Um estudo de impacto internacional, publicado nesta semana na revista científica Sustainability, com sede na Suíça, revelou que o estado do Amapá, no extremo norte do Brasil, abriga os maiores estoques de biomassa por hectare da Bacia Amazônica. A pesquisa, inédita em escopo e precisão, representa um marco nos estudos sobre a vegetação amazônica e destaca o papel estratégico do Amapá na luta global contra a crise climática.

biomassa

Dados

Segundo os dados, as florestas amapaenses armazenam uma média de 537 toneladas de biomassa por hectare, o maior índice já registrado em toda a extensão da Amazônia. Para efeito de comparação, essa quantidade supera em mais de 120% a média geral da região, que é de aproximadamente 243 toneladas por hectare. Além disso, a pesquisa mostra que cerca de 48,5% dessa biomassa é constituída por carbono, o que equivale a 260 toneladas de carbono por hectare, o maior índice de densidade de carbono da Amazônia, ultrapassando em 124% a média regional, que é de 116 toneladas por hectare.

Screenshot-2025-06-16-120104-1 Amapá surge como maior reservatório de biomassa da Amazônia, revela estudo internacional

Metodologia científica

A pesquisa foi coordenada pelo doutor José Julio de Toledo, do Departamento de Ciências Ambientais da Universidade Federal do Amapá (Unifap), e contou com a colaboração de mais 11 especialistas de instituições como o Instituto Nacional de Pesquisas da Amazônia (Inpa), a Universidade Estadual de Roraima (UERR), a Universidade Federal do Oeste do Pará (Ufopa), a Embrapa Amapá e a Universidade do Estado do Amapá (Ueap).

Os cientistas utilizaram uma abordagem inovadora, combinando levantamentos florísticos de campo com técnicas avançadas de modelagem espacial. Foram analisados dados obtidos por sensoriamento remoto, imagens de satélite, medições diretas de biomassa e algoritmos de geoprocessamento. A integração dessas ferramentas permitiu a construção de um mapa de biomassa em alta resolução, cobrindo diferentes tipos de vegetação do estado.

O estudo identificou que as áreas mais produtivas em termos de acúmulo de biomassa estão localizadas em florestas de terras baixas não inundáveis, seguidas pelas florestas submontana (em encostas e sopés de montanhas) e pelas florestas de várzea, sujeitas a inundações periódicas. As áreas de destaque incluem o Platô das Guianas, no norte do estado, e o Vale do Jari, no sul, onde árvores gigantes como angelins e maçarandubas atingem alturas superiores a 50 metros.

Implicações ambientais

O acúmulo de biomassa em florestas tropicais é um fator crucial no equilíbrio do clima global, pois representa um poderoso mecanismo natural de sequestro de carbono. Ao reter grandes quantidades de CO₂ atmosférico, essas florestas ajudam a mitigar os efeitos das emissões de gases do efeito estufa. Nesse contexto, o Amapá surge como um verdadeiro sumidouro de carbono — uma reserva natural com potencial de influenciar positivamente o balanço climático do planeta.

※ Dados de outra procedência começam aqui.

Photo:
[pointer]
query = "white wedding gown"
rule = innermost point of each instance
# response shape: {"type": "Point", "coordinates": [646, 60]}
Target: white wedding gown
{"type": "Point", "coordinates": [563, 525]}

De acordo com o engenheiro florestal Marcelino Guedes, da Embrapa Amapá, a presença de árvores gigantes em regiões como o Vale do Jari é indicativo de um ecossistema extremamente produtivo. “Já tínhamos fortes indícios de que essa floresta era excepcional. Agora temos a confirmação científica de que ela é a mais rica em biomassa de toda a Amazônia”, afirmou.

Guedes destacou ainda que essa concentração de carbono não apenas contribui para o clima, mas também fornece serviços ecossistêmicos vitais, como a regulação do ciclo hídrico, a manutenção da biodiversidade e a proteção contra eventos climáticos extremos. “É como se o Amapá fosse o coração que bombeia vida para a floresta”, disse.

Políticas públicas e conservação

O estudo também ressalta a importância da proteção territorial como chave para a manutenção dos estoques de biomassa. O Amapá se destaca nacionalmente por manter 84% de sua cobertura florestal em áreas protegidas, incluindo unidades de conservação de uso sustentável e territórios indígenas. Esse percentual é um dos mais altos entre os estados brasileiros.

Screenshot-2025-06-16-122030 Amapá surge como maior reservatório de biomassa da Amazônia, revela estudo internacional
Imagem: J. Aloisio Soares.

Para o coordenador do estudo, José Julio de Toledo, essa característica torna o Amapá um modelo a ser seguido. “É fundamental fortalecer políticas públicas que protejam essas áreas, como a gestão comunitária, o apoio a cadeias produtivas sustentáveis — óleos essenciais, frutos, sementes — e a implementação de mecanismos de mercado como o REDD+ (Redução de Emissões por Desmatamento e Degradação)”, explicou.

Toledo argumenta que o estado pode se tornar um modelo mundial de desenvolvimento sustentável, conciliando proteção legal, valorização da biodiversidade e geração de renda local. “Se houver investimento certo, o Amapá pode se consolidar como um exemplo de floresta em pé que gera valor e oferece soluções reais para o desafio climático”, disse.

O papel da ciência e da sociedade

Além de sua relevância ambiental, o estudo representa um marco para a ciência amazônica. A liderança de uma universidade da região, a Unifap, e a articulação entre instituições locais e nacionais mostram o fortalecimento da produção científica no Norte do país. “Essa é uma conquista não apenas da academia, mas de todo o povo amapaense”, afirmou o professor José Douglas, da Ueap.

Segundo Douglas, o estudo pode atrair investimentos internacionais em conservação, colocando o Amapá no radar de programas ambientais de larga escala. “As florestas do Amapá são um tesouro global. Essa visibilidade pode ajudar a captar recursos para projetos sustentáveis e proteger nosso patrimônio natural”, disse.

Desafios e ameaças

Apesar dos resultados positivos, os pesquisadores alertam para a necessidade de vigilância constante. O avanço da fronteira agrícola, o garimpo ilegal e a exploração desordenada de recursos naturais representam ameaças crescentes, inclusive em áreas protegidas. Os autores do estudo recomendam a intensificação de ações de monitoramento, fortalecimento das instituições ambientais e apoio contínuo às populações tradicionais.

Outro ponto crítico é a valorização econômica da floresta em pé. Ainda são poucos os mecanismos que garantem retorno financeiro sustentável para comunidades que vivem da floresta sem destruí-la. O estímulo a atividades como o manejo florestal comunitário e o ecoturismo pode ser decisivo para mudar esse cenário.

Necessário preservar

O estudo publicado na Sustainability não apenas comprova a excepcionalidade das florestas do Amapá, como também reforça a necessidade de preservar e investir em sua proteção. Em um momento de emergência climática global, em que o desmatamento avança sobre biomas vitais como a Amazônia, os dados apresentados representam um alerta e uma esperança.

O Amapá mostra que é possível manter a floresta em pé, com alto valor ecológico e potencial econômico sustentável. Mais do que um estado da federação, surge como protagonista climático e referência para políticas de conservação e desenvolvimento verde.